Por mor de aprender o vira
Fui traído. Mas por fim,
Sei hoje, que era a mentira
Que então chamava por mim,
Nada haverá que me acoite
Meu amor, meu inimigo,
E aceito das mãos da noite
A memória por castigo.
A “locução poética”, actualmente pouco usuada, tem o sentido de “por via de”, “por causa de”, ou melhor dito, “por amor a ...” à aprendizagem da dança do “vira” – como diz o poeta: “fui traído”.
A paixão, a dedicação a qualquer coisa, pode levar-nos ao esquecimento de outra, ou, outrem. Implicitamente pode dar origem à sua negação, devido a uma orientação contrária. E, deste modo, surge o confronto de opostos ou contrários, implicando a alternância: “uma coisa ou outra”; ou, a permanência na sua contradição já que uma coisa faz parte da outra.
Mas, o facto de se dedicar-se à “paixão da dança” e de ser seu aprendiz, não quer dizer que esqueceu o seu amor por alguém. E, se o poeta reconhece que “era mentira” aquilo que lhe diziam, todavia era aquilo que ele sentia.
A traição está subjacente a este conflito entre dedicar-se a alguém, ou, seguir um outro caminho. No fundo, qualquer coisa “chamava por mim” como dois amores concorrentes, em que um é mais forte do que outro, mas ambos fortes.
A dicotomia de “meu amor, meu inimigo” entrelaça esta ausência de alguém que se dedica à dança, e, por ela se enamora, mas, ao mesmo tempo, se esquece de outro compromisso.
A dicotomia de “meu amor, meu inimigo” entrelaça esta ausência de alguém que se dedica à dança, e, por ela se enamora, mas, ao mesmo tempo, se esquece de outro compromisso.
Por isso, a noção de “castigo” por ter descoberto “algo” é a transgressão de um segredo reservado aos deuses, que merece punição. A implícita figura de Prometeu que desvenda o segredo, o tenta comunicar, e que arrasta consigo esta “punição” da sua paixão da dança.

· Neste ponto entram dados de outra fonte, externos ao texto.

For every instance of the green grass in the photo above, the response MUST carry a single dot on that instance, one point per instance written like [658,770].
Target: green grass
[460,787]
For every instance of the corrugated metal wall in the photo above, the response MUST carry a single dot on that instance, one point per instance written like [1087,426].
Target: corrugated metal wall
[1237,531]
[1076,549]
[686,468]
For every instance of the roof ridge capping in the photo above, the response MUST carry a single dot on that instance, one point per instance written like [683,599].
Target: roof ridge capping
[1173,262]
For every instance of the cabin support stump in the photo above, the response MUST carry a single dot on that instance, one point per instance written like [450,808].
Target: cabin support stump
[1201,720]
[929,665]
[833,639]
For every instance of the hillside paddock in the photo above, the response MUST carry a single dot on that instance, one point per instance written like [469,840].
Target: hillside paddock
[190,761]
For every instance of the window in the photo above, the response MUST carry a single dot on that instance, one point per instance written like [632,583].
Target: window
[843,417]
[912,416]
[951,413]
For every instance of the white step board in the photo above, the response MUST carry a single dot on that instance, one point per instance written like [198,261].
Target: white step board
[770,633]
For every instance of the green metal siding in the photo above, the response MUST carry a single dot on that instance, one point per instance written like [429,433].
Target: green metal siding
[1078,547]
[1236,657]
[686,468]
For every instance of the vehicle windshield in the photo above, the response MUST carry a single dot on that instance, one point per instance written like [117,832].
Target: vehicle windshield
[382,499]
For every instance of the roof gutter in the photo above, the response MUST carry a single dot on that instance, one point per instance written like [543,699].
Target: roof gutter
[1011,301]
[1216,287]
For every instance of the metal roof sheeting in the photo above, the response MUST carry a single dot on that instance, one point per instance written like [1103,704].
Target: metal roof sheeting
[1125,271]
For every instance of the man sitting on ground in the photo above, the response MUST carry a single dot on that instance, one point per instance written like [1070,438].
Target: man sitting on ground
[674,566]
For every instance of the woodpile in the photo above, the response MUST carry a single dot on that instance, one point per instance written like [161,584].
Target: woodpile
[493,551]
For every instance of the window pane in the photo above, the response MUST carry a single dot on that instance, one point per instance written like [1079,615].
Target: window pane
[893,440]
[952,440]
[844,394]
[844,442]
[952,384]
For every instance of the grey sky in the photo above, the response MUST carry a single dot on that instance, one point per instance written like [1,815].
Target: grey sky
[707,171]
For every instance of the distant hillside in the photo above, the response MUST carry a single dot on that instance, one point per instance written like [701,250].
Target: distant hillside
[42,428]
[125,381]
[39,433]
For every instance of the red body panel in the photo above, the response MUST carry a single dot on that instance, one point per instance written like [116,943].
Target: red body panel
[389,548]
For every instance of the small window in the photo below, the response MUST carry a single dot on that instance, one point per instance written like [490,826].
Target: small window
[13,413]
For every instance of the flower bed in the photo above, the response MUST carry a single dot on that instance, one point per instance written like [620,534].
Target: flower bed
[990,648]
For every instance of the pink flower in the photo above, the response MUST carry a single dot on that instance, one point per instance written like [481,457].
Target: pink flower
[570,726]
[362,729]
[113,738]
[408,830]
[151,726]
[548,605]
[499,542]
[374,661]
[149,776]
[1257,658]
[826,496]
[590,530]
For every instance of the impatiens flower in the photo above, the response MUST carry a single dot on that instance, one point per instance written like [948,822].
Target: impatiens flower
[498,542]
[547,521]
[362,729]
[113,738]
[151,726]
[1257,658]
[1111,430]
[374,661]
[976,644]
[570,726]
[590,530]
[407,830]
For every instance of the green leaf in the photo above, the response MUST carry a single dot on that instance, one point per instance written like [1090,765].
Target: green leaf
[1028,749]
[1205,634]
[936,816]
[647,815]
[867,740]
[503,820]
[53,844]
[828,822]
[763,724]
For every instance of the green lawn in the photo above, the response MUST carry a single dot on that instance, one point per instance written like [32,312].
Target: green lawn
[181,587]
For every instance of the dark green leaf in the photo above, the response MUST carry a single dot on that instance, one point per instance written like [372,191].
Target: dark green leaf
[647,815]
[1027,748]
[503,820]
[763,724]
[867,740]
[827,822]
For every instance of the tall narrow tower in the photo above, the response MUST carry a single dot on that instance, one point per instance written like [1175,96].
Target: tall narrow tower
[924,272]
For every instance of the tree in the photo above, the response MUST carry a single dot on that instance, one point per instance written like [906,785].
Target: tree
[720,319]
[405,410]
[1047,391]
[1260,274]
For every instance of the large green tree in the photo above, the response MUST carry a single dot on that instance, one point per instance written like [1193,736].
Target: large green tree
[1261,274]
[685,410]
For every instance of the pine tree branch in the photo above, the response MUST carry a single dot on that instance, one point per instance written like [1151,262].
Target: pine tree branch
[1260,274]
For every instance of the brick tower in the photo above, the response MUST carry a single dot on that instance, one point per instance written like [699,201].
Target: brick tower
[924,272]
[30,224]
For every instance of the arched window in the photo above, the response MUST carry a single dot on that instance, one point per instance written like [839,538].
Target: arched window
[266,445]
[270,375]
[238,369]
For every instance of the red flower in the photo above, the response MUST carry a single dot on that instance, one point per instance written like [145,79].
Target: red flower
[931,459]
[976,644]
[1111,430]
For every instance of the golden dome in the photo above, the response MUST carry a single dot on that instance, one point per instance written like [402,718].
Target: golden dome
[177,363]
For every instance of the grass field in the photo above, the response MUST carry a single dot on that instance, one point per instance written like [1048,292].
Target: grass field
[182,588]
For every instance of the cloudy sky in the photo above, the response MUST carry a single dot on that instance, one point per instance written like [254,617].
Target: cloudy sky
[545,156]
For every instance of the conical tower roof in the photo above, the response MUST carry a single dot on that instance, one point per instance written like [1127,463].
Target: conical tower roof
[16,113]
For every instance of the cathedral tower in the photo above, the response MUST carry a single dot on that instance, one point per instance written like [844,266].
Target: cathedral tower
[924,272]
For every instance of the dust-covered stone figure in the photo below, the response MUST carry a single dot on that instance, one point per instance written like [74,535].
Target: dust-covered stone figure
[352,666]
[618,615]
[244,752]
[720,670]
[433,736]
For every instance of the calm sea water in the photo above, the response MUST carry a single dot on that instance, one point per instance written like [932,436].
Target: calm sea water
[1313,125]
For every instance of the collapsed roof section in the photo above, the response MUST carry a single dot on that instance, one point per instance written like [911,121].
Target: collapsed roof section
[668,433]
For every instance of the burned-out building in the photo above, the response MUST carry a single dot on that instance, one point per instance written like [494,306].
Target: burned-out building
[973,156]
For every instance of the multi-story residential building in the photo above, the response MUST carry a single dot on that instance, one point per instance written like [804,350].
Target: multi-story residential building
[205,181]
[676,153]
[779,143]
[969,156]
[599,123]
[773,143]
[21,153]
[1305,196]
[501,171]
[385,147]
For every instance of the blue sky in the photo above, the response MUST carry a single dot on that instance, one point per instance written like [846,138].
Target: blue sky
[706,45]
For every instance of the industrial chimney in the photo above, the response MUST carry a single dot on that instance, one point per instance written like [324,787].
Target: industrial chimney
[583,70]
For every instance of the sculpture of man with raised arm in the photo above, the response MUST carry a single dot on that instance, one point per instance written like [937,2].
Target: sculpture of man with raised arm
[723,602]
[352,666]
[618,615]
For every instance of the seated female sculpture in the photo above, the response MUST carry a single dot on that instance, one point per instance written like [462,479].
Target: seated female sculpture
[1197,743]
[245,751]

As trevas, a escuridão, que as “mãos da noite” conservam, que à luz não se podem revelar, encerram “a memória por castigo”.
A pena, a condenação poética é um castigo que carrega nos seus ombros. Por um lado é “meu amor”; por outro lado é o “meu inimigo”, e, estas duas coisas quase inconciliáveis permanecem como sinal da sua transgressão.
A simplicidade aparente dos versos entra na linha do conjunto do poema ou do fado. Este fado é uma exaltação da transgressão.
O fascínio da dança é uma espécie de feitiço, ao qual o enfeitiçado não pode fugir. E na dança está presente a música, o movimento, a sua sensualidade. Já o célebre filósofo F. Nietzsche dizia que o poder da música é superior à força dos conceitos.
Nada haverá que me resguarde, me proteja deste castigo, ou, desta condenação, porque ela traduz a minha condição, sejas tu, meu amigo, meu inimigo.
Será, exaltação daquilo que as pessoas têm direito?
É necessário roubar a felicidade aos deuses, que vivem no seu “eterno conforto do seu Olimpo”, já que a “alegria de vida” aos humanos lhes foge, ou, lhes foi negada.
E, parece que a via da transgressão se apresenta como parte da solução, do dilema que circunda e envolve o poeta, nesta dialéctica de “ser” e de “não ser”, que somente o movimento da dança encerra como “memória por castigo”.